Keywords

1 Introduction

In recent years, there has been rapid growth of multi-view data and much efforts have witnessed the great significance of learning from multi-view data in many real-world applications. Often, multi-view data, presented in diverse forms or derived from different domains, show heterogeneous characteristics, which is a big challenge for practical tasks such as cross-modal retrieval, machine translation, biometric verification, matching, transfer learning, etc. To address this challenge, two common strategies are mainly adopted. One is to learn distance metrics, the other is to learn a common space. In this paper we focus on the latter, that is, multi-view subspace learning.

Intrinsically, multiple views represent the same underlying semantic data object, therefore, they are inherently correlated to each other. Based on this fact, statical techniques such as canonical correlation analysis (CCA) [11], Kullback-Leibler (KL) divergence [1], mutual information [12] and Hilbert-Schmidt Independence Criterion (HSIC) [6] and so on, to measure correlation (dependence) of two random variables, have been investigated and used for multi-view learning. Especially, CCA is the most popular one among the aforementioned measures.

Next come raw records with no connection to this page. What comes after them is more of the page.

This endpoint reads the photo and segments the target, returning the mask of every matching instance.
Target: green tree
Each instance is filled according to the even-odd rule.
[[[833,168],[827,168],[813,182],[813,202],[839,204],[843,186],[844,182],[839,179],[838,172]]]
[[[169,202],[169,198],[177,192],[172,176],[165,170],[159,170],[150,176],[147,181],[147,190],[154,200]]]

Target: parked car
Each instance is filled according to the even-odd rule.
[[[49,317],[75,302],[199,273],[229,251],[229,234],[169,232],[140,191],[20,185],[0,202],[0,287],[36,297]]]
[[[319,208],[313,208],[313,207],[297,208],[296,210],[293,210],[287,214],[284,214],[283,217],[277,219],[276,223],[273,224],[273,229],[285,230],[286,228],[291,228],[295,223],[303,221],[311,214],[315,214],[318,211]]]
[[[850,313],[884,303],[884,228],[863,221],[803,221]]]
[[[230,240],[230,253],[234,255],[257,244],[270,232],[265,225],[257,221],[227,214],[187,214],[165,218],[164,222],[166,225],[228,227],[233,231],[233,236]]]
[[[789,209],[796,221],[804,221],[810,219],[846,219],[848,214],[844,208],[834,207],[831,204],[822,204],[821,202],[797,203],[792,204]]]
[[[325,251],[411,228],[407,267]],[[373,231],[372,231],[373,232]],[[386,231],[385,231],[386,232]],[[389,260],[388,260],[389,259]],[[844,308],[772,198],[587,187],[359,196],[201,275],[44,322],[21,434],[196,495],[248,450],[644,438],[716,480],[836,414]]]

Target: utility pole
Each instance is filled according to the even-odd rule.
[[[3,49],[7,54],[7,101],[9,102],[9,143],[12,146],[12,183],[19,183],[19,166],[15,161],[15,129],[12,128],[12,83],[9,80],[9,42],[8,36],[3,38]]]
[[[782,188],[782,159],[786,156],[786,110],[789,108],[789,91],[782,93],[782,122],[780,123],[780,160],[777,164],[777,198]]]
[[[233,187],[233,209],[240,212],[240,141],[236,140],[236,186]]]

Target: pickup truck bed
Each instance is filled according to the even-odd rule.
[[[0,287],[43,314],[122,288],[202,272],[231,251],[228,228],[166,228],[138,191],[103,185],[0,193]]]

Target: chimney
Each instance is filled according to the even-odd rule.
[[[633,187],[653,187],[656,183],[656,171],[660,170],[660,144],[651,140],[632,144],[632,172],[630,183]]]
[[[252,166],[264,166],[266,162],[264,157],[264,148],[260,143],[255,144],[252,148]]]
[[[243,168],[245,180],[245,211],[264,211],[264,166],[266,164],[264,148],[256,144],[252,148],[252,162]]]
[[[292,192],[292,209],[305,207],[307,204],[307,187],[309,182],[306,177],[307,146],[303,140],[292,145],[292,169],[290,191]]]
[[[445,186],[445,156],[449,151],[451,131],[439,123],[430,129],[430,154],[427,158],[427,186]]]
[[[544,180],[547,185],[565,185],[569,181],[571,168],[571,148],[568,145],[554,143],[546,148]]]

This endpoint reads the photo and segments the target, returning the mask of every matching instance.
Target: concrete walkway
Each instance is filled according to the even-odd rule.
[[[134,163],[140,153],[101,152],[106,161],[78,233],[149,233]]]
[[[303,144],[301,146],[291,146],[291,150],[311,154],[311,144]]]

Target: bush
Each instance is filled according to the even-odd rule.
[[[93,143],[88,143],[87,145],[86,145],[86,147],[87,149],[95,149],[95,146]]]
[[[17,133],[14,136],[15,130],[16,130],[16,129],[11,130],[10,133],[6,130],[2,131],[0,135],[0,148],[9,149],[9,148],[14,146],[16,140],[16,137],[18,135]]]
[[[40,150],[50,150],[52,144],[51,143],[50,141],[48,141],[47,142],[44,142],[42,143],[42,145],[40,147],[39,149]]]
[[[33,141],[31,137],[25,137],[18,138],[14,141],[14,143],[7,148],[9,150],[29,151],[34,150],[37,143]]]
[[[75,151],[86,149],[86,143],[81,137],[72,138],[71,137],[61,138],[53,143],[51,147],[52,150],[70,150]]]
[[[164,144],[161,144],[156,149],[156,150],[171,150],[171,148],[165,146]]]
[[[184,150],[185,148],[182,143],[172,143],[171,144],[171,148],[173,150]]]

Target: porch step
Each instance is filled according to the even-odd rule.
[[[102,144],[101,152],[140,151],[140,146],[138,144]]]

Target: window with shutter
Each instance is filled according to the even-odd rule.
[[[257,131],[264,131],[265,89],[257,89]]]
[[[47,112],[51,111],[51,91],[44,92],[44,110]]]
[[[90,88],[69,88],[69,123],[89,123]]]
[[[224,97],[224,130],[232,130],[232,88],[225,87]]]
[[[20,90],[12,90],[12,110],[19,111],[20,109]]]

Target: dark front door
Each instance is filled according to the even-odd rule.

From the point of multi-view learning, CCA can be regarded as finding the projection matrix for each view of the data object, by which the data can be projected into a common subspace where the low dimensional embeddings are maximally correlated. Due to the encouraging success of CCA, CCA-based approaches have attracted much attention during the past decades. Substantial variants of CCA have been developed for multi-view subspace representations, including unsupervised ones [16, 18, 20], supervised ones [15, 19], sparsity-based ones [4, 10], DNN-based ones [2, 13, 22], etc. Like CCA, considerable attention has been gradually paid to the use of HSIC for the dependence-based tasks of multi-view classification [7], clustering [3], dictionary learning [8, 9]. Concerning these methods, they are supervised ones, which conformably expect the dependence between multi-view data and the corresponding labels to be maximized. However, labels are unknown beforehand in most cases of multi-view learning tasks.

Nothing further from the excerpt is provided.